L’installation –qui va démarrer dans quelques semaines (au plus tard en septembre– n’a pas été conçue sur un coup de tête. Elle est le fruit d’une longue réflexion et d’une lente maturation qui a démarré en 2004, après plusieurs voyages en Suisse et en Allemagne, avec le concours de la chambre d’Agriculture et une étude de faisabilité de l’Aria. Certes, l’unité de méthanisation permet de valoriser les déchets. D’abord ceux de l’exploitation (le fumier et le lisier), mais également ceux des industries agroalimentaires voisines : les déchets de conserverie (rafles de maïs doux) de l’entreprise Soupro+ à Castelmoron-sur-Lot dans le Lot-et-Garonne voisin ainsi que les boues, graisses et autres déchets de la Fromagerie des Chaumes à Saint-Antoine-de-Breuilh en Dordogne.
Diversifier
Mais le principal objectif de l’EARL a été de mettre en place une activité de diversification, complémentaire de l’atelier lait sur une exploitation de 95 ha de SAU dotée d’un quota de 650.000 litres de lait (80 vaches laitières), avec trois associés. « La méthanisation va devenir la première activité de l’exploitation et sa rentabilité sera meilleure que celle de l’élevage », pronostique Bertrand Guérin. Il estime à 300.000 € le chiffre d’affaires de l’activité sur la base d’un prix d’achat de 15 centimes €/kwh par EDF garanti pendant 15 ans. Pour un investissement au départ de 1.250.000 € financé par un prêt de 725.000 €, deux subventions, l’une du Plan de performance énergétique du ministère de l’Agriculture, l’autre du Fonds européen de développement régional à Bruxelles. L’autofinancement intervenant pour 43.000 €. Le retour sur investissement est escompté sur sept ans.
Autonomie
Le deuxième objectif vise à faire des économies sur les intrants. A la fois sur les fertilisants, le digestat apportant 4 à 5 unités d’azote organique facilement assimilable par les plantes et 3 à 5 unités de phosphore et de potassium. Désormais l’exploitation n’achètera « plus d’engrais minéraux », se félicite Bertrand Guérin.
Economie également sur l’énergie grâce au recyclage de la chaleur produite par la cogénération pour le chauffage de la maison d’habitation ainsi que plusieurs autres habitations du village, et le séchage du foin en grange prévu à terme. Surtout, l’unité de méthanisation a permis de revoir tout le système fourrager : l’abandon du maïs ensilage et son remplacement par un système intégralement à l’herbe (luzerne et prairies temporaires de longue durée à base de ray-grass et de trèfle).

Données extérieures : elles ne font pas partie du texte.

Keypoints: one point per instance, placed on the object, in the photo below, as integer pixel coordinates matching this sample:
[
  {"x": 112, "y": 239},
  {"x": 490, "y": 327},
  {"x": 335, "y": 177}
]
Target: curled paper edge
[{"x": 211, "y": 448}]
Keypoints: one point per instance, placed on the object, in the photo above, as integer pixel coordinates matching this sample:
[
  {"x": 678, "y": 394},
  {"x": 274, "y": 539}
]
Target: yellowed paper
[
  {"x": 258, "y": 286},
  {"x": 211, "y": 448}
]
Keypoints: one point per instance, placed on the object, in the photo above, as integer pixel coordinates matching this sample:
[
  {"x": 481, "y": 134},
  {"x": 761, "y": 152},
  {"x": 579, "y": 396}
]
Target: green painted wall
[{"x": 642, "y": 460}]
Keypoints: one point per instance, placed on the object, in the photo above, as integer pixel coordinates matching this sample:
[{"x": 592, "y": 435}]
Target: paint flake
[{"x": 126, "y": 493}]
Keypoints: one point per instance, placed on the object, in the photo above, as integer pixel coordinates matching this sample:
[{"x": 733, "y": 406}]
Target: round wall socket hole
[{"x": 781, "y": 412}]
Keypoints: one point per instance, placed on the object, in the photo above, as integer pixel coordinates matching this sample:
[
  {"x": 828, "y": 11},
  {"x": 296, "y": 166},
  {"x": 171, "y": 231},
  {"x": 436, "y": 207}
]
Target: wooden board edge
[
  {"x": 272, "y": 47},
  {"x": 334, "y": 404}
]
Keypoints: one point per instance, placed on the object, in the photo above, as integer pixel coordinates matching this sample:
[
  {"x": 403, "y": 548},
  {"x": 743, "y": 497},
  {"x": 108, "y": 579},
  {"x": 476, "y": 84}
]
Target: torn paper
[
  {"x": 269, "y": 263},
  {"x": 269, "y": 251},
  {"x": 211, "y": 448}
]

Economie et autonomie ici aussi puisque l’EARL va pouvoir s’affranchir de l’achat de tourteaux et procéder à une forte réduction de l’irrigation.
Autre conséquence de cette réorientation : la création d’un emploi à temps plein sur l’exploitation et une réduction des émissions de gaz à effet de serre, indique Bertrand Guérin, sans plus insister sur ce dernier point.
Aujourd’hui, Bertrand se félicite de l’issue de son projet, mais ne cache pas les difficultés qu’il a pu rencontrer sur le plan administratif notamment. « On a trop de cloisonnement entre les services, il y a beaucoup trop de règles à la DDT, à la mairie avec des gens qui ont une approche différente ou qui ne veulent pas se mouiller », déplore-t-il. Avant d’appeler de ses vœux la nomination d’un coordinateur, d’un responsable administratif qui assurerait l’intégralité du suivi des dossiers de ce type. Surtout pour des projets nouveaux comme celui-ci pour lesquels il y a peu de références.
L’installation en chiffres
Investissement : 1.250.000 € dont silos : 150.000 €, méthaniseur : 1.030.000 €, études/formalité : 70.000 €
Approvisionnement du méthaniseur : lisier et fumier de l’exploitation (4.000 tonnes), 3.000 tonnes de rafles de maïs doux, 1.000 tonnes de déchets de fromagerie
Dimension de l’équipement : 250 kWh
Biogaz produit : 950.000 m3
Méthane produit : 570.000 m3
Electricité vendue : 2 millions de Kwh, soit la consommation moyenne de 500 foyers
Chaleur produite : 2,55 millions de Kwh valorisés pour la montée en température du digesteur, le chauffage de cinq maisons du village de Clottes, le séchage du foin, des noix, des céréales, de plaquettes de bois et du digestat.
Chiffre d’affaires électrique : 300.000 € sur la base de 15 €/Kwh
Bilan effet de serre de l’installation : 1.600 tonnes d’équivalent CO2 économisées.